The Pell Affair: Australia Is Now on Trial

The Pell Affair: Australia Is Now on Trial, by George Weigel.

Has it occurred to anyone else debating the perverse verdict rendered against Cardinal George Pell, which convicted him of “historic sexual abuse,” that the cardinal did not have to return to his native Australia to face trial?

As a member of the College of Cardinals of the Holy Roman Church and a Vatican official, Pell holds a Vatican diplomatic passport and citizenship of Vatican City State. Were he guilty, he could have stayed put in the extraterritorial safety of the Vatican enclave, untouchable by the Australian authorities.

But because Cardinal Pell knows he is innocent, he was determined to go home to defend his honor — and, in a broader sense, to defend his decades of work rebuilding the Catholic Church in Australia, the living parts of which owe a great deal to his leadership and courage. …

The case against Pell is implausible and concocted by his political enemies:

The Victoria police went on a fishing expedition against Pell, a year before any complaint had been received from an alleged victim. The committal hearing, which dismissed many of the charges the police brought, ought to have dismissed all of them; but amidst a public atmosphere that bears comparison to Salem, Massachusetts, during the witchcraft hysteria of the seventeenth century, a criminal trial was decreed.
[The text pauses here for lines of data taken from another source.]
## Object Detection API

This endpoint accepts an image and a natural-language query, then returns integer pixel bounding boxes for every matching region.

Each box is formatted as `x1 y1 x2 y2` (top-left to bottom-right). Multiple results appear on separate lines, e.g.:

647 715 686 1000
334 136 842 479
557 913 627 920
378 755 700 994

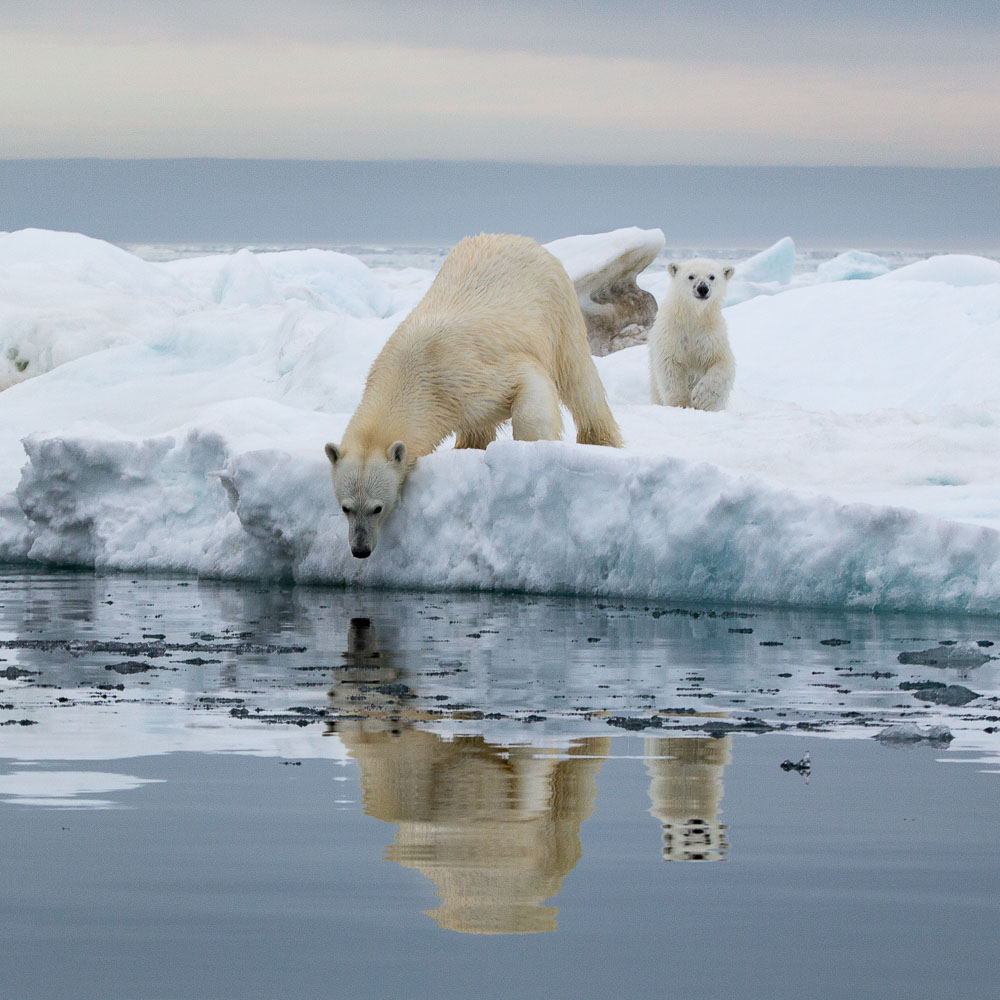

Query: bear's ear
386 441 406 465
At that trial, and after Pell’s defense demonstrated that it was physically impossible for the crimes with which he was charged to have occurred, a jury voted 10-2 to acquit him; but that meant a hung jury (several of whose members wept as their verdict was read), and the Crown decided to proceed with a re-trial. At the re-trial, Pell’s defense team demonstrated that ten implausible and improbable things would have had to have happened simultaneously for him to be guilty of the charges; there was no corroboration of the complainant’s charges; there was ample refutation of the very possibility of the vile acts with which Pell was charged having occurred by others present that day; the police were shown to have been grossly negligent in investigating the alleged crime scene — and yet the second jury voted 12-0 for conviction, after what can reasonably be supposed to have been their refusal to take seriously the trial judge’s instructions on how evidence was to be construed. …

Something is very, very wrong here. …

… the gravest question must be raised about Australian public opinion’s capacity for reason and elementary fairness — and about the blood lust of an aggressively secular media, determined to settle political and ecclesiastical scores with one of the country’s most internationally prominent citizens, who dared to challenge “progressive” shibboleths on everything ranging from the interpretation of Vatican II to abortion, climate change, and the war against jihadism.